Radar plots showing the percentage of chemicals in each class that had a hit at any concentration in (A) any endpoint or (B) specific body shape classes. In (A) speed and resting endpoints in each light period were combined into a “motility” readout. LB: locomotor bursts; NS: noxious stimuli.

Fig 10. Classification of planarian behavioral phenotyping based on LDA-based approaches.

Computational methods are arranged by rows: (A) PCoA-LDA; (B) UMAP-LDA. Counterion inclusion/exclusion is arranged by columns: (1) with counterions; (2) without counterions. Ellipses represent 95% confidence intervals. The axes show the percentage of the total eigenvalues.

Fig 11. Confusion matrices of the classification methods based on planarian behavioral phenotyping of the drugs and counterions.

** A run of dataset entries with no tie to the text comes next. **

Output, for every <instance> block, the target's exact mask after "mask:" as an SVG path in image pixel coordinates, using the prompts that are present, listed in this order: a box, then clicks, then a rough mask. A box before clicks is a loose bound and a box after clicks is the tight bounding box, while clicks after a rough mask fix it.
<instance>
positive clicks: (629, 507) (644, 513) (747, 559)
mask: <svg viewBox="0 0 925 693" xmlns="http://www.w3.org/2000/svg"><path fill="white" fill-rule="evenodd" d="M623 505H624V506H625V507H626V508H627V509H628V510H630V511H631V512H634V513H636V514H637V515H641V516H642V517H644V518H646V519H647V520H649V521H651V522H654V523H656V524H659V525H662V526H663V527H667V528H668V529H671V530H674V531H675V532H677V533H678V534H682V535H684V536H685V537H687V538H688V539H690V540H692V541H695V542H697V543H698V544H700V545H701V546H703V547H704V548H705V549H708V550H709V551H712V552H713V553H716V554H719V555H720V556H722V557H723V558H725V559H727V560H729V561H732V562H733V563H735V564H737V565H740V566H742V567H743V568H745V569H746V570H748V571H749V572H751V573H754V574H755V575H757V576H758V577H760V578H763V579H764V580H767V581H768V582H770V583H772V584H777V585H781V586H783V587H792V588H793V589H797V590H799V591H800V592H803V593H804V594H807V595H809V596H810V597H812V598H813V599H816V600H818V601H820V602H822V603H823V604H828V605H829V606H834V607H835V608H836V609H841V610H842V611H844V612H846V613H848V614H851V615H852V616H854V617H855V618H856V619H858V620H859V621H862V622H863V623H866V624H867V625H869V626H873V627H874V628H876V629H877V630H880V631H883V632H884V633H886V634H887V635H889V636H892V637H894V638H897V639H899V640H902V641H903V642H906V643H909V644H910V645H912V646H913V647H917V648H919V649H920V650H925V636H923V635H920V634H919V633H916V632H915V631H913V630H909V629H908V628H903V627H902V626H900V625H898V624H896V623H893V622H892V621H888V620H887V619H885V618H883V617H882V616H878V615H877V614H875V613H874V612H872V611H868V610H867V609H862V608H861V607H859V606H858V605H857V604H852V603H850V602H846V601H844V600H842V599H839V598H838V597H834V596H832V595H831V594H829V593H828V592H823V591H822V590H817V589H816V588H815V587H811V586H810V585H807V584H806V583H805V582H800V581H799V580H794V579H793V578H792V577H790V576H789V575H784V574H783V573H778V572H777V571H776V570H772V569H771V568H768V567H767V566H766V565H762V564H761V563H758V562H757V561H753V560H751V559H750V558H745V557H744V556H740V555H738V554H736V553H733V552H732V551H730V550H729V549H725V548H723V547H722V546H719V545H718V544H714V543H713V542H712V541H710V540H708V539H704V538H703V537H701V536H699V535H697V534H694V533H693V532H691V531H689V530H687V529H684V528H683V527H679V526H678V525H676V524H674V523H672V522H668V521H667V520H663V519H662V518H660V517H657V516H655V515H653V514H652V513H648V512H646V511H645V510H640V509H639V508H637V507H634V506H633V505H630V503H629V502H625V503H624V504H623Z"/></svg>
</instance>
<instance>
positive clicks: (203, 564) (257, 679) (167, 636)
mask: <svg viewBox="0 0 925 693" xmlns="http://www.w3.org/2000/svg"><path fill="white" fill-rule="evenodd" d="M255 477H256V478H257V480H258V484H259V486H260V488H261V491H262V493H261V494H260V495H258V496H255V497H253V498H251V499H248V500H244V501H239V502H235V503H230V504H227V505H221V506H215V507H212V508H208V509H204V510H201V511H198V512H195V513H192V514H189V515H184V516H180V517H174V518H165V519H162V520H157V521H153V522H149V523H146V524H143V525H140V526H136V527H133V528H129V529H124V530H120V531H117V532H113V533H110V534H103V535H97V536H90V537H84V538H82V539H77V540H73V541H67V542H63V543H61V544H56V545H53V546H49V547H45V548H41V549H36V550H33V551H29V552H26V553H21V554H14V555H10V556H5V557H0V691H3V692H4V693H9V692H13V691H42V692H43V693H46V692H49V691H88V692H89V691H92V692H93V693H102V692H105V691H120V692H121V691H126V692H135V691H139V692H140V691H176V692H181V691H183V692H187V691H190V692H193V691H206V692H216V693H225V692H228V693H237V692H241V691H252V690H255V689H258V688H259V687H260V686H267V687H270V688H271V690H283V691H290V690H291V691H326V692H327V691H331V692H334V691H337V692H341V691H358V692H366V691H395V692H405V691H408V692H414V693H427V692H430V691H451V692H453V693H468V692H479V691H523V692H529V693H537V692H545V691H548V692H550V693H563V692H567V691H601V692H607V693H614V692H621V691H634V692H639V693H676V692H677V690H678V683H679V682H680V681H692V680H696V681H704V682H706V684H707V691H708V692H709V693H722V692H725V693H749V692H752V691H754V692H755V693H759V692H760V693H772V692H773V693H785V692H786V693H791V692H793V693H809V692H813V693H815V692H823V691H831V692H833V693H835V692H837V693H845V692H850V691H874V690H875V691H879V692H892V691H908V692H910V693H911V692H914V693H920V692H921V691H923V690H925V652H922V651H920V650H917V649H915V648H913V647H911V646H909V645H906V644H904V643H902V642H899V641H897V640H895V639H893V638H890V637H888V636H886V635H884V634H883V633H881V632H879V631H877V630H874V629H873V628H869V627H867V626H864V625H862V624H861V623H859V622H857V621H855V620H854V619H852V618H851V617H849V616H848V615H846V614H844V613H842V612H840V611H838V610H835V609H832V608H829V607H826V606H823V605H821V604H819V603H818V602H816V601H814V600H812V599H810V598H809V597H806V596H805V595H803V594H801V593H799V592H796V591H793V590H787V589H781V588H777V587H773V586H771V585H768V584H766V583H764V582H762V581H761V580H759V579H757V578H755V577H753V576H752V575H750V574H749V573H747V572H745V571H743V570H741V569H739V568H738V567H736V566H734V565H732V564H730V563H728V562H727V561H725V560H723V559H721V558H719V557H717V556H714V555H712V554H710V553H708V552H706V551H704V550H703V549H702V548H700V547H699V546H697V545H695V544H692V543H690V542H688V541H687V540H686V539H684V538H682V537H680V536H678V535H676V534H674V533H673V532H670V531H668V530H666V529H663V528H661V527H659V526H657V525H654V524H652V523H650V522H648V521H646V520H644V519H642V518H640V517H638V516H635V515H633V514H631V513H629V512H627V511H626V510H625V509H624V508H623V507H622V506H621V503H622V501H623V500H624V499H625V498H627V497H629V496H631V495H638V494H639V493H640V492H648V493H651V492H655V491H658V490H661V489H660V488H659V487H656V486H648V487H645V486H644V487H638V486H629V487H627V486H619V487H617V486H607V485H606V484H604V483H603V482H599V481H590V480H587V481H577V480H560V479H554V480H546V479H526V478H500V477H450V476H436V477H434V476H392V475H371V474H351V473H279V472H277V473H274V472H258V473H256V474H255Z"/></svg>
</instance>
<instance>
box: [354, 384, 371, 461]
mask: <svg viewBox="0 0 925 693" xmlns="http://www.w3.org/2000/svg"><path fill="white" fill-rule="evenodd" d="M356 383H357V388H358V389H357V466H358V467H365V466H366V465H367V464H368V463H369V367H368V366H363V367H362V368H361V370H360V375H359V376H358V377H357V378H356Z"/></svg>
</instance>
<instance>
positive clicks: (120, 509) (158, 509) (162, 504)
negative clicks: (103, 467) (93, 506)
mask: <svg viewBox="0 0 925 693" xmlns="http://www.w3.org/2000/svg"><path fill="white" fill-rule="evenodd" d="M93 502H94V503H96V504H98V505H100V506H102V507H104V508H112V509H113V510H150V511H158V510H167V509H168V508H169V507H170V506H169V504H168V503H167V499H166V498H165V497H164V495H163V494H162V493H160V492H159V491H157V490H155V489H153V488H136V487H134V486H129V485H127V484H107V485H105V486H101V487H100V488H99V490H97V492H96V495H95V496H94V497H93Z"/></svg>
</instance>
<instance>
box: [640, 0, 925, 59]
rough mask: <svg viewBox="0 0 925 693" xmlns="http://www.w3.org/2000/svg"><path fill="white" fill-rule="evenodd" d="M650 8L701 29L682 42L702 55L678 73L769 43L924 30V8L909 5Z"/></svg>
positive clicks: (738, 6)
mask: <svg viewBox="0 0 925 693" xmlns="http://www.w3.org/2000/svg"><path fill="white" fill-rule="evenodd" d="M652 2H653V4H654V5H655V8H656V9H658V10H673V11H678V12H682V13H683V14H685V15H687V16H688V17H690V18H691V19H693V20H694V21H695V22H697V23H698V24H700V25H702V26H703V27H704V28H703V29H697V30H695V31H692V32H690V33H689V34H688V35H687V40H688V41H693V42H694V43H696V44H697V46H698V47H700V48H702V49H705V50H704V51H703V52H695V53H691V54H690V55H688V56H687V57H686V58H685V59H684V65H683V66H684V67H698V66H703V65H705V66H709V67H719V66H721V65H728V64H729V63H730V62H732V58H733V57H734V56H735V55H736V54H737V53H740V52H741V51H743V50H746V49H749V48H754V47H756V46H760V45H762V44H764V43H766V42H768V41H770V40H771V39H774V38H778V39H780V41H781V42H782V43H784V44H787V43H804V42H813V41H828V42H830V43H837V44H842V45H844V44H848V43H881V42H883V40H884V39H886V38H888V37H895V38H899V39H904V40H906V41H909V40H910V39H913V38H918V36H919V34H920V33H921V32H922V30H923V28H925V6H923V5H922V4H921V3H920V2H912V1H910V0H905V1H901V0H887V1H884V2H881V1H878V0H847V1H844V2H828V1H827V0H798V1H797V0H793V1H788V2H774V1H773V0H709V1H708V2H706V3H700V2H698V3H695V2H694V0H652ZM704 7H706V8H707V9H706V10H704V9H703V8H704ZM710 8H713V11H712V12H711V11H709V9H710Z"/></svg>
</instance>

Confusion matrices for the different classification methods: (A) PCoA-LDA; (B) UMAP-LDA; (C) ANNE; (D) SVMs. AD: antidepressant, AP: antipsychotic, AX: anxiolytic; CI: counterion. In A and B, predicted accuracy was calculated following an exhaustive jackknifing. In C and D, predicated accuracy refers to the overall accuracy. *indicates randomly chosen members of the test set. See the Methods for model selection. Test set accuracies were 80.0% for ANNE (S15 Table) and 100% for SVMs (S17 Table).

Fig 12. Confusion matrices of the classification methods based on planarian behavioral phenotyping of the drugs only.

Confusion matrices for the different classification methods: (A) PCoA-LDA; (B) UMAP-LDA; (C) ANNE; (D) SVMs. AD: antidepressant, AP: antipsychotic, AX: anxiolytic; CI: counterion. In A and B, predicted accuracy was calculated following an exhaustive jackknifing. In C and D, predicated accuracy refers to the overall accuracy. *indicates randomly chosen members of the test set. See the Methods for model selection. Test set accuracies were 100% for ANNE (S16 Table) and 100% for SVMs (S18 Table).